If I'm using an iPad app, it occupies my entire screen and has my full
attention (minus alerts that may arrive) and therefore I'm less likely to
pulled away by something else (twitter stream, messages from friends, links,
etc.).

Also, if I'm launching a shopping app, it's also done with intent to shop.

------
blrgeek
One possible explanation of why people with an iPad app are more engaged -
speed

[http://www.fastcompany.com/1825005/impatient-america-
needs-f...](http://www.fastcompany.com/1825005/impatient-america-needs-faster-
intertubes?partner=rss)

And an iPad app means the user has a single focus, no other tabs, no other
apps, no other notifications, etc.

------
cpierson
Corey from Custora here. Happy to answer any questions about how our product
works and how we helped Fab discover these insights.

------
aresant
Saw similar engagement results for a client in the private-sales biz when they
released their native ipad app.

One piece of data you guys aren't showing, that was relevant to our experience
was % who were previous Fab.com buyers.

When we looked at the data again through that lense w found what looked more
like a migration of previously strong web-buyers over to ipad.
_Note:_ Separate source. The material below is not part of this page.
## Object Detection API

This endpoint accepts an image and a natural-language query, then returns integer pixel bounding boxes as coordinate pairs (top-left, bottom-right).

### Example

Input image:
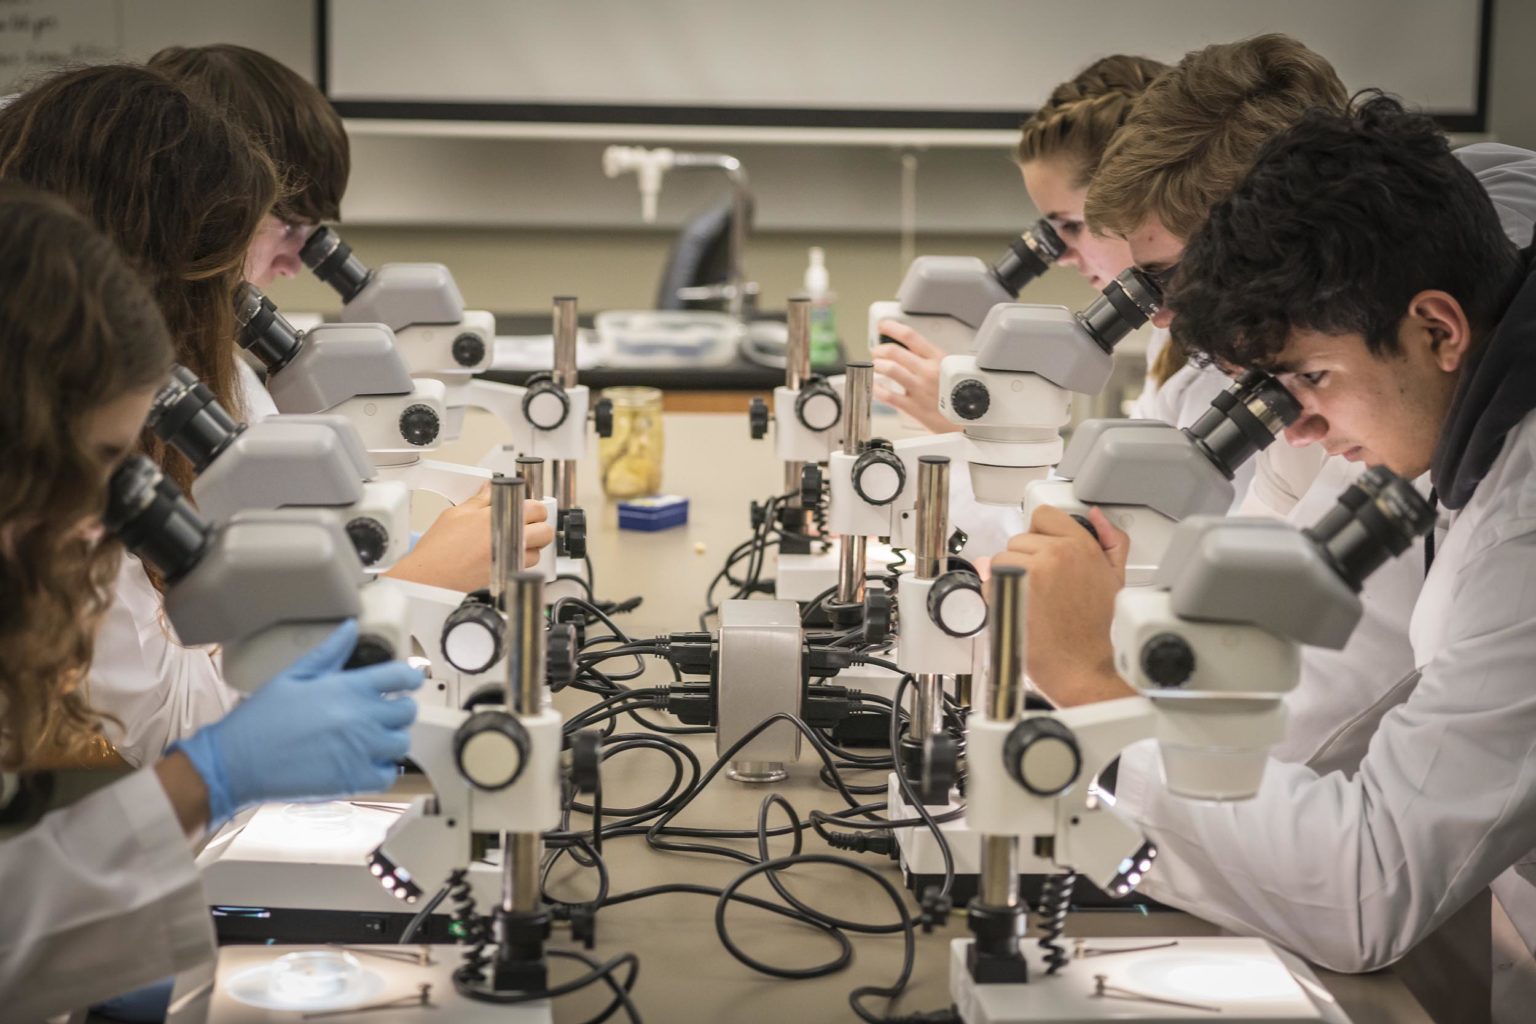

In context of your article you note "we started to notice that iPad users
behaved exceptionally differently from all other mobile users and web users."

But reframing from my own experience I think that the real story is that "your
BUYERS behaved exceptionally differently", not the platform users.

Rereading your article, did I miss he point and you had already pulled
previously registered from the data?